The usual suspects are:

  1. VMWare drivers (I also use it for work, but it appears that using it increases the likelihood of a crash, but I can't really quantify that).
  2. nVidia drivers or card (too bad I can't replace it on a laptop!).
  3. Memory corruption (even though I did run many memory tests).
  4. Hard drive (or swap) corruption (unlikely to occur after I changed to the SSD, and unfortunately it would be a big disturbance if I removed the original drive, which has many of the files that I use for work).
  5. Network drivers (after I saw the ndis.sys BSOD. I also switched to using cabled network instead of Wi-Fi, but it changed nothing).
  6. USB 3.0 drivers: I used the WhoCrashed utility and found that there were some reports in the C:\Windows\LiveKernelReports folder pointing to bugcheck 0x144 (BUGCODE_USB3_DRIVER), but the reports are fewer than the BSOD and the timestamps do not match them.


Note: I use plain Windows Defender Antivirus.

Note 2: The crashes show up even with the computer idle at night (I avoid suspending due to the crashes).

Note 3: During activity, I have experienced crashes in random activities (e.g. using drawing programs, opening a selection box in Firefox, typing in Word).

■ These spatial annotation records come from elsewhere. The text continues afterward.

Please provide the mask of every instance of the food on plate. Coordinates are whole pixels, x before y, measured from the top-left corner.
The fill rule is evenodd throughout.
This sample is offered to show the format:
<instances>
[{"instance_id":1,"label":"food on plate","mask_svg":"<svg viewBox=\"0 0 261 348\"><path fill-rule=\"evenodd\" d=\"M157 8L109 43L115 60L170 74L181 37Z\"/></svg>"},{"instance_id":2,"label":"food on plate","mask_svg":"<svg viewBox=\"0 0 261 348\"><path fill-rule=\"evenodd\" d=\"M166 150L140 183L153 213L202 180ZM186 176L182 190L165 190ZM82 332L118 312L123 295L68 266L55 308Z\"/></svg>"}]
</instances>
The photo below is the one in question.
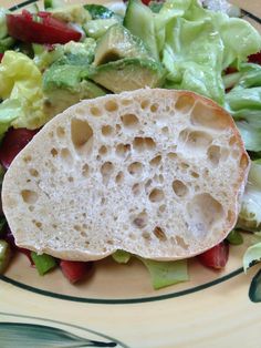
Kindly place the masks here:
<instances>
[{"instance_id":1,"label":"food on plate","mask_svg":"<svg viewBox=\"0 0 261 348\"><path fill-rule=\"evenodd\" d=\"M12 162L2 205L17 245L39 254L174 260L226 238L248 172L225 110L192 92L144 89L50 121Z\"/></svg>"},{"instance_id":2,"label":"food on plate","mask_svg":"<svg viewBox=\"0 0 261 348\"><path fill-rule=\"evenodd\" d=\"M212 8L216 11L211 11L206 7ZM223 12L220 12L219 10L223 10ZM103 190L109 188L112 177L114 177L114 170L119 168L119 166L123 166L123 170L118 170L121 173L118 176L115 176L115 178L117 177L117 182L113 182L114 185L117 184L118 188L123 187L126 190L128 181L136 180L137 182L135 182L134 185L137 184L137 186L135 186L137 193L139 192L138 188L140 188L140 183L144 185L144 191L142 190L140 193L143 199L138 201L138 203L140 206L143 204L145 206L145 203L148 202L148 205L155 209L155 212L149 211L149 214L159 214L159 216L157 214L150 216L147 212L147 215L140 213L142 221L145 221L150 231L148 232L143 226L140 228L135 227L133 222L135 221L136 212L134 211L130 212L130 214L124 214L128 208L128 205L125 204L123 209L115 208L115 218L119 218L121 214L124 215L124 218L126 219L129 217L126 221L127 228L123 232L121 231L121 234L123 233L124 235L127 235L129 233L129 226L134 227L134 231L137 231L137 240L142 240L136 249L134 246L137 243L134 239L128 238L126 240L119 240L119 229L112 228L112 224L107 224L111 226L111 229L107 228L109 231L106 229L106 232L109 233L109 236L117 238L117 240L107 238L104 245L97 244L100 248L97 247L97 249L95 249L93 244L88 244L90 240L86 239L88 237L85 237L85 232L83 231L86 229L90 234L92 228L88 225L86 228L82 228L83 224L86 225L85 223L79 225L70 222L64 228L65 231L69 231L70 226L73 228L76 226L75 233L80 235L77 240L79 245L80 240L87 240L86 249L85 247L83 249L83 245L81 244L79 252L74 250L73 255L79 255L80 253L81 255L84 255L84 259L90 259L90 257L94 259L113 253L112 256L117 263L127 263L132 257L138 257L138 259L148 268L155 288L187 280L188 272L186 258L206 249L208 250L198 256L198 259L205 266L215 269L223 268L229 256L229 244L237 245L242 243L242 234L240 234L239 228L253 232L255 238L254 243L257 245L252 246L247 252L244 257L244 268L247 269L253 262L258 262L261 258L261 255L259 254L260 234L258 233L261 229L261 37L260 33L247 21L236 18L239 14L240 12L233 7L228 6L226 1L219 1L217 7L217 2L213 4L213 1L196 0L167 0L163 2L129 0L127 3L117 2L116 4L107 4L107 7L100 4L66 6L62 0L45 0L43 1L43 7L39 6L39 3L33 3L30 7L27 7L27 10L22 9L15 13L0 9L0 137L2 140L0 144L0 161L6 170L8 170L12 160L18 155L22 147L32 139L32 142L29 143L24 152L32 151L34 153L34 151L36 151L34 150L34 144L35 146L39 146L39 139L44 137L44 149L39 151L41 152L42 158L48 158L46 151L55 140L49 140L46 130L52 125L55 127L56 122L59 122L55 116L59 113L63 113L69 106L74 105L82 100L90 100L83 102L83 104L88 105L88 103L94 103L100 110L101 105L97 105L97 103L102 103L102 101L105 100L121 101L125 98L123 95L134 95L137 99L143 99L143 95L150 93L155 100L158 98L160 99L158 100L158 105L161 108L159 113L161 115L164 109L161 103L164 100L168 101L171 98L175 100L177 95L187 95L186 102L181 103L182 105L187 105L187 109L180 106L179 112L176 113L174 117L169 117L170 111L168 116L166 116L166 113L163 113L165 115L164 119L166 120L160 121L166 122L167 127L170 125L174 126L175 130L179 132L179 136L176 132L169 132L169 134L167 134L167 130L166 134L161 133L164 125L159 127L159 121L155 121L157 112L153 111L153 104L156 103L155 101L153 103L150 102L152 110L147 111L145 108L144 110L139 110L137 115L135 111L134 114L138 120L140 130L144 132L148 132L149 130L153 132L154 130L154 134L148 136L142 136L140 134L135 135L135 139L145 139L145 141L142 141L139 144L140 146L138 145L139 140L129 142L128 146L125 146L126 149L123 146L123 154L129 152L130 157L127 161L133 158L132 163L128 165L137 162L137 167L136 165L128 167L127 162L124 162L118 155L108 160L108 157L117 150L115 143L111 144L109 147L106 147L106 154L103 152L104 149L102 147L102 142L105 139L108 142L122 141L121 144L126 145L123 142L123 139L126 137L130 141L132 134L138 131L136 127L129 130L122 120L121 127L123 134L119 134L118 139L116 139L114 133L116 130L114 130L112 134L108 132L107 136L102 134L96 142L96 144L98 144L98 142L101 143L100 147L103 149L101 150L102 153L96 154L97 158L92 157L92 163L95 163L92 165L92 168L95 168L97 172L95 172L96 175L100 175L100 191L102 191L102 187L105 187ZM241 44L239 44L239 42L241 42ZM159 88L161 90L150 90ZM135 90L140 91L128 92L129 94L113 94ZM191 91L197 94L190 94L190 92L184 91ZM158 93L158 95L155 96L155 93ZM212 101L207 101L203 96ZM93 99L96 100L93 101ZM181 96L179 100L180 99ZM252 160L251 165L249 157L242 147L241 137L239 136L230 116L228 116L223 109L217 106L215 102L227 110L236 121L236 125L243 141L243 146L247 149L249 156ZM206 124L206 120L201 115L195 116L197 113L196 111L198 110L197 105L199 104L202 104L203 110L212 108L219 110L222 115L226 115L220 117L220 122L221 120L222 122L223 120L230 120L228 122L227 131L231 131L236 135L236 141L233 143L231 140L231 143L226 145L228 149L227 152L223 146L228 140L225 141L221 136L219 140L225 143L222 143L221 146L217 145L217 142L219 141L217 137L218 134L220 135L222 133L222 127L220 129L220 125L218 125L217 122L213 122L216 125L211 129L210 124ZM84 120L86 119L85 121L88 123L93 117L88 114L86 108L83 109L84 112L81 117ZM132 106L130 104L121 104L118 110L124 111L124 108L127 110L127 108ZM169 108L173 110L173 105ZM70 110L77 110L77 106L73 106ZM65 114L71 117L70 110L66 111ZM184 112L182 120L180 119L181 110ZM144 114L145 112L146 114ZM108 120L108 115L106 114L109 114L112 119ZM92 139L94 139L94 135L98 132L101 134L98 119L102 120L105 117L107 126L112 126L116 117L115 114L115 112L105 110L101 117L97 117L97 120L95 119L95 124L94 126L92 125ZM194 115L191 116L190 123L194 123L195 120L197 123L192 125L190 124L191 127L197 129L199 126L198 122L203 124L199 126L202 127L200 131L186 129L182 130L182 131L178 130L178 124L175 122L179 119L180 122L185 122L185 120L188 120L189 114ZM148 124L145 125L143 123L144 116L146 117L147 115L149 115ZM53 117L54 120L52 121ZM58 116L58 120L64 120L63 117L64 116L60 115ZM216 116L213 116L213 119ZM152 123L153 120L156 122L155 124ZM86 123L83 124L85 125ZM64 125L64 130L65 129L71 130L71 125ZM87 132L90 131L88 127L83 126L83 129L80 127L80 134L82 134L81 131L84 130ZM170 133L173 137L170 137ZM58 135L55 131L53 131L53 134L55 136ZM159 143L157 142L154 144L150 140L147 143L147 137L155 142L155 136L157 136ZM59 141L62 142L62 139L63 137L61 136ZM61 175L63 173L63 177L70 178L70 181L64 184L64 187L58 186L58 192L60 193L63 193L63 190L71 192L74 185L79 184L79 180L81 182L84 177L81 176L82 174L80 175L80 172L77 172L75 177L70 174L71 172L75 174L80 162L82 165L83 162L81 151L76 151L75 146L73 150L70 149L69 153L66 152L67 147L65 147L65 144L71 142L67 134L64 136L63 141L64 144L62 146L64 147L56 149L53 146L52 149L55 149L58 153L53 151L53 156L51 154L51 158L49 157L49 160L46 160L49 161L49 164L46 165L48 171L50 171L50 163L55 164L55 168L58 168L56 165L61 165ZM192 145L194 142L196 146ZM88 144L91 143L88 142ZM164 160L166 157L167 149L161 145L160 147L159 144L165 144L166 146L168 144L174 147L177 146L173 152L177 157L174 155L173 158L168 158L174 164L174 167L170 166L169 161ZM180 144L182 144L182 146ZM150 152L146 147L148 145L153 146ZM145 152L138 152L135 146L139 150L144 147L146 151L143 149ZM238 154L232 150L232 146L238 146ZM85 147L83 146L83 150L84 149ZM152 167L152 170L148 171L147 165L150 165L148 157L156 151L158 152L157 156L161 156L159 161L160 163L158 166L155 164L155 167ZM178 162L178 152L186 155L186 162ZM134 157L135 154L138 156L138 158L136 158L137 161ZM244 158L241 162L243 167L237 162L237 156L240 156L240 154L242 155L242 158ZM92 155L94 156L93 152ZM20 161L20 156L22 156L22 154L14 160L13 167L18 165L17 163ZM155 158L157 158L157 156L154 155ZM75 158L77 158L76 162L74 161ZM72 163L70 162L71 160ZM87 161L87 158L85 160ZM149 161L152 160L153 158ZM198 171L192 171L189 167L186 167L191 163L192 165L198 166L197 163L199 162L197 161L201 160L206 161L206 173L201 167ZM65 167L66 161L69 162L67 167ZM101 167L102 162L100 161L105 161L105 167ZM116 162L114 163L114 161ZM192 162L190 163L189 161ZM187 162L189 163L187 164ZM87 164L90 165L88 162ZM42 177L43 172L45 171L44 165L44 161L39 164L39 167L35 167L34 165L33 170L35 171L32 171L30 175L32 175L32 173L36 175L41 174ZM177 175L177 173L174 173L176 167L179 171L178 175L180 176L178 181L180 181L181 184L176 181L171 182L170 185L169 178L166 180L166 173ZM250 174L247 181L249 167ZM30 163L24 166L24 170L25 168L31 170ZM1 173L4 173L3 168L0 170ZM134 174L132 174L133 170ZM48 173L50 174L48 171L44 176L45 178L49 177ZM108 177L106 176L106 171L108 171ZM158 173L156 173L156 171L158 171ZM34 177L33 175L32 177L28 177L28 172L20 172L20 180L32 181L33 177L34 184L40 180L40 177L36 178L36 176ZM122 172L125 172L123 178ZM190 177L188 174L190 172L195 172L196 176L200 175L199 177ZM11 178L9 181L9 177L13 175L12 173L14 172L11 165L11 170L9 174L7 174L7 183L12 181ZM150 177L153 173L155 177ZM226 173L230 173L229 180L226 176ZM87 167L85 174L87 177L84 177L84 183L90 184L90 181L94 180L94 176L91 175L92 172L87 172ZM209 187L209 183L212 183L212 175L216 174L218 175L218 181ZM208 175L211 176L210 180ZM58 180L55 177L52 178L54 181L52 184L60 183L59 181L58 183L55 182ZM187 185L186 182L186 185L182 187L182 183L187 177L190 177L191 181L195 182L189 182L191 186ZM94 188L97 187L98 180L95 183L93 182L93 192ZM102 180L108 180L108 186L106 186L106 183L103 184L101 182ZM238 186L236 185L232 187L232 181L234 185L238 183ZM200 185L205 186L199 186L198 188L196 182L200 182ZM31 184L32 183L33 181ZM154 185L150 187L153 183ZM241 188L239 187L240 183ZM247 186L246 190L243 190L246 183ZM232 188L229 185L231 185ZM4 183L4 187L6 186ZM10 192L15 193L17 190L17 196L21 198L21 195L19 196L20 193L18 192L19 186L17 188L14 186L17 185L10 187ZM113 187L115 188L116 186ZM226 190L223 187L226 187ZM39 187L36 188L39 190ZM136 192L136 188L134 192ZM156 190L155 192L154 188ZM182 192L182 188L184 196L179 197L175 191L179 192L179 190L181 190ZM27 198L28 188L24 190L25 195L23 195L23 198L25 201L28 198L30 199L30 194ZM201 195L197 190L201 190ZM207 190L207 192L203 190ZM226 205L222 199L220 201L220 197L225 195L226 191L227 194L230 193L228 194L228 201L226 201L226 204L228 205ZM156 194L152 194L150 197L152 192ZM171 228L173 221L177 218L177 212L179 211L175 209L175 206L171 205L171 202L174 201L171 201L171 197L168 195L169 192L171 192L173 197L177 198L177 202L184 202L180 212L187 214L186 217L181 213L178 216L178 221L184 224L180 226L180 235L177 234L177 229ZM41 231L41 224L44 238L46 237L46 234L50 233L50 229L46 231L43 228L44 224L41 218L43 218L44 212L40 212L39 202L42 199L40 193L38 193L39 198L35 206L30 205L30 208L34 209L34 213L30 212L30 214L31 217L34 215L34 217L31 218L34 219L34 224L38 223L34 225L34 236L41 239L41 234L38 233ZM83 193L80 192L79 194L81 196ZM79 194L75 194L75 197ZM7 207L7 191L4 191L3 195L4 209L9 214L11 207ZM130 202L134 202L137 197L133 197L132 195L129 194L128 197L124 196L123 202L127 198L128 201L130 199ZM59 194L56 194L56 196L60 197ZM116 196L122 197L123 193L121 190L118 190L117 193L107 191L107 196L111 197L112 201ZM33 197L35 198L35 196L32 195L31 198ZM213 197L221 207L218 204L213 204L216 201L212 201L211 197ZM90 206L87 195L84 196L84 199L85 205ZM163 201L154 202L154 199ZM119 203L123 204L123 202ZM18 204L20 207L28 206L23 201L20 203L21 204ZM117 201L117 204L119 203ZM66 204L70 205L70 211L72 208L71 204L69 202L66 202ZM104 204L106 206L108 203L105 202ZM111 209L112 212L113 206L116 207L116 205L112 204L108 206L107 211ZM171 206L171 208L167 208L167 206ZM178 206L180 207L180 205ZM212 214L215 213L216 218L211 219L211 214L207 214L207 208L201 208L202 206L207 206L210 211L211 207L213 207ZM77 208L80 207L81 204ZM158 211L156 211L156 207ZM62 205L59 208L62 208ZM101 211L101 206L95 209L95 212ZM25 212L28 214L27 209ZM35 212L38 212L38 214ZM75 212L76 208L71 215L76 214ZM81 280L84 275L87 274L88 264L85 265L82 264L82 262L75 260L59 260L51 255L39 254L48 250L50 243L56 243L61 246L61 244L59 244L61 240L49 240L49 243L46 242L46 238L43 238L41 240L45 240L46 243L44 242L45 244L43 243L42 245L41 243L33 244L38 240L34 237L31 242L27 240L28 246L33 245L34 247L32 248L39 253L30 252L15 245L11 229L14 229L15 242L20 243L22 240L20 244L25 245L25 239L20 239L20 237L24 232L28 233L28 229L31 228L31 225L25 223L28 218L27 214L24 214L25 219L23 223L23 225L27 226L21 233L18 232L18 222L12 226L8 226L4 216L2 216L3 227L1 228L1 240L8 243L12 252L15 249L24 253L30 258L30 262L35 265L39 274L43 275L54 267L60 266L70 282L74 283ZM114 214L111 215L106 215L106 218L112 219ZM196 215L198 219L195 219ZM50 214L50 218L52 214ZM170 218L168 218L169 216ZM191 216L194 216L194 219L191 219ZM13 222L13 218L14 216L11 218L9 217L10 222ZM88 218L93 222L90 216ZM146 218L148 218L148 222ZM138 218L137 221L140 219ZM191 223L191 221L195 223ZM104 222L106 222L106 219L104 219ZM158 224L159 222L160 225ZM117 224L119 223L117 222ZM117 224L116 227L119 228L118 226L121 226L121 224ZM169 226L167 226L167 224ZM54 223L53 225L56 224ZM206 227L207 225L209 228ZM220 226L220 229L218 226ZM11 229L9 227L11 227ZM52 228L54 227L52 226ZM188 240L186 240L186 233L188 231L196 233L200 228L202 234L199 239L195 238L192 240L188 238ZM230 232L231 228L233 229ZM203 233L206 233L209 238L203 238ZM94 236L97 238L101 234L102 231L96 231L95 234L92 235L91 240L94 240ZM54 238L55 237L58 236L54 234ZM170 239L171 242L169 242ZM114 245L107 243L109 240L113 242ZM127 240L130 242L130 244ZM62 240L62 243L64 243L64 240ZM153 243L152 245L154 246L150 250L148 248L149 243ZM175 243L176 247L173 247ZM126 245L130 247L126 248ZM66 247L72 248L72 245L70 246L69 244ZM101 248L103 247L105 249L101 252ZM50 250L51 249L53 250L53 248L50 248ZM167 254L165 254L166 250ZM54 250L53 255L58 255L55 253L56 252ZM3 254L10 255L11 253ZM75 258L72 256L71 252L69 254L71 255L69 258ZM148 259L146 257L152 257L157 260ZM4 268L7 267L9 258L10 257L7 256ZM180 259L174 260L177 258ZM169 260L159 262L159 259Z\"/></svg>"}]
</instances>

Note 4: I do have an external monitor attached to the laptop, which may increase the BSOD if the reason is the video driver/card.


I have also accumulated almost a year's worth of Minidumps and Memory dumps. I have scripted and parsed the DumpChk utility (unfortunately, it is much less powerful since Windows 10), and built this spreadsheet and graph:

Note 5: I have ran some dumps with WinDbg with the `!analyze -v` command. Didn't get much farther (output seems almost the same as dumpchk).